Things on the web feel a little sluggish today? You aren't imagining things. Security experts claim that the largest cyberattack in Internet history is happening right now, slowing services like Netflix to a crawl and making other global websites completely unreachable. The traffic jam is all due to a very public spat between a Dutch webhosting company and a quiet spam-fighting organization. Here's what you need to know:
What's going on?
Spamhaus is a nonprofit that — you guessed it — helps organizations fight spam and other unwanted stuff by providing them with content filters. The company keeps tabs of malicious servers on exhaustive blacklists. The trouble began when Spamhaus blacklisted a Dutch company called CyberBunker, a service that offers hosting to any kind of website "except child porn and anything related to terrorism." A CyberBunker spokesman said that Spamhaus was abusing its power, and should not be allowed to decide "what goes and does not go on the Internet."
So who's attacking whom?
Spamhaus says CyberBunker has been retaliating with powerful distributed denial of service, or DDoS, attacks. The attacks, which Spamhaus claims started on March 19, are reaching "previously unknown magnitudes, growing to a data stream of 300 billion bits per second," says the New York Times. (For comparison, similar DDoS attacks that crippled major banks peaked at 50 billion bits.) "It's a real number," says Patrick Gilmore, chief architect of Akamai Technologies, a digital content provider. "It is the largest publicly announced DDoS attack in the history of the Internet."

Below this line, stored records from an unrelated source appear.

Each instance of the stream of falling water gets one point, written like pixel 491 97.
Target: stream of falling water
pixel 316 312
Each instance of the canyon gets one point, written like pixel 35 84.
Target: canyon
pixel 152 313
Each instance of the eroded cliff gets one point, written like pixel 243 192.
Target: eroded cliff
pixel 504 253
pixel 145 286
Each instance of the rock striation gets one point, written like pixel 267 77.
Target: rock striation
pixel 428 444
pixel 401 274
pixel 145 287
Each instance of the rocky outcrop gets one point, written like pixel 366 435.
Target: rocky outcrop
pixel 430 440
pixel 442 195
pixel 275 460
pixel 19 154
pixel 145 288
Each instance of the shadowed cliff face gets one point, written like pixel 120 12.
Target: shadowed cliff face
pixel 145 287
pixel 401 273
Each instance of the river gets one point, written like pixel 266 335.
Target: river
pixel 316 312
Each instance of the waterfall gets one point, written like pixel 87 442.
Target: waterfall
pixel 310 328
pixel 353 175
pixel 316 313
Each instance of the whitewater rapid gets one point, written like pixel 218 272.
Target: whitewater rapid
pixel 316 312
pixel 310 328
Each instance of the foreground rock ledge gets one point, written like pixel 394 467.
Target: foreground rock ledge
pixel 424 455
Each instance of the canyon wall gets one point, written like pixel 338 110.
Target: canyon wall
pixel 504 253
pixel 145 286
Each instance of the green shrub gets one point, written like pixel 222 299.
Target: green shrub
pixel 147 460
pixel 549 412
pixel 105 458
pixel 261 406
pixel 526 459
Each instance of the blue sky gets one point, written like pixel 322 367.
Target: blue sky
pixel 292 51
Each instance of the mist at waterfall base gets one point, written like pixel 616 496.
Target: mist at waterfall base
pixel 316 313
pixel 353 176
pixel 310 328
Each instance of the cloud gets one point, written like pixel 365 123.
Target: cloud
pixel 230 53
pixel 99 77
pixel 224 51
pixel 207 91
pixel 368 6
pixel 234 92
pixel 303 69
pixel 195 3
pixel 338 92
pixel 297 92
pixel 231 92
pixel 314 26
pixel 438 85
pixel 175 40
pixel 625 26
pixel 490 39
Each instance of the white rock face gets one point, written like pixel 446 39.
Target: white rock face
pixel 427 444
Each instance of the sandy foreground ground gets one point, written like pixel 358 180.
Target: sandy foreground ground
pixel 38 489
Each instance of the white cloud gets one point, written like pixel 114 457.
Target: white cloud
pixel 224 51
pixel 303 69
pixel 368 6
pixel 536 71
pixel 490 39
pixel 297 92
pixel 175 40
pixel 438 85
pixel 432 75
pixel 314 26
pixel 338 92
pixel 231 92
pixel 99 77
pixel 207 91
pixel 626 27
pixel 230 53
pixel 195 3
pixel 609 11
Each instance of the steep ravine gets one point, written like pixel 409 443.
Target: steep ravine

So CyberBunker is attacking Spamhaus directly?
Not exactly. CyberBunker doesn't appear to be responding to anyone's request for comment. Spamhaus, on the other hand, asserts that CyberBunker is cooperating with "criminal gangs" from Eastern Europe and Russia to coordinate the DDoS attacks. These attacks are said to be organized by "swarms of computers called botnets," says the Times. The technique "uses a long-known flaw in the Internet's basic plumbing," akin to "using a machine gun to spray an entire crowd when the intent is to kill one person." In other words, it's causing a major data pileup.
Who are these attacks affecting?
Not to get too technical, but the reason these attacks are so crippling is because they are flooding Spamhaus' Domain Name System, or DNS, with massive amounts of its own data. Spamhaus hosts 80 servers around the world, and hackers are "targeting every part of the Internet infrastructure that they feel can be brought down," says Steve Linford, chief executive of Spamhaus. As such, millions of Internet users trying to access the web may be experiencing delays. Security experts are concerned that as the attacks get more powerful, basic Internet services like email and banking may be jeopardized.
Who first discovered the attacks?
The attacks were first mentioned publicly by a Silicon Valley firm called CloudFlare, which was hired by Spamhaus for security. However, in trying to defend against the DDoS attacks, it, too, ended up being attacked. "These things are essentially like nuclear bombs," said CloudFlare chief executive Matthew Prince. "It's so easy to cause so much damage." Now, other companies like Google are doing their part to make sure the Internet holds together, and are lending Spamhaus resources to "absorb all this traffic."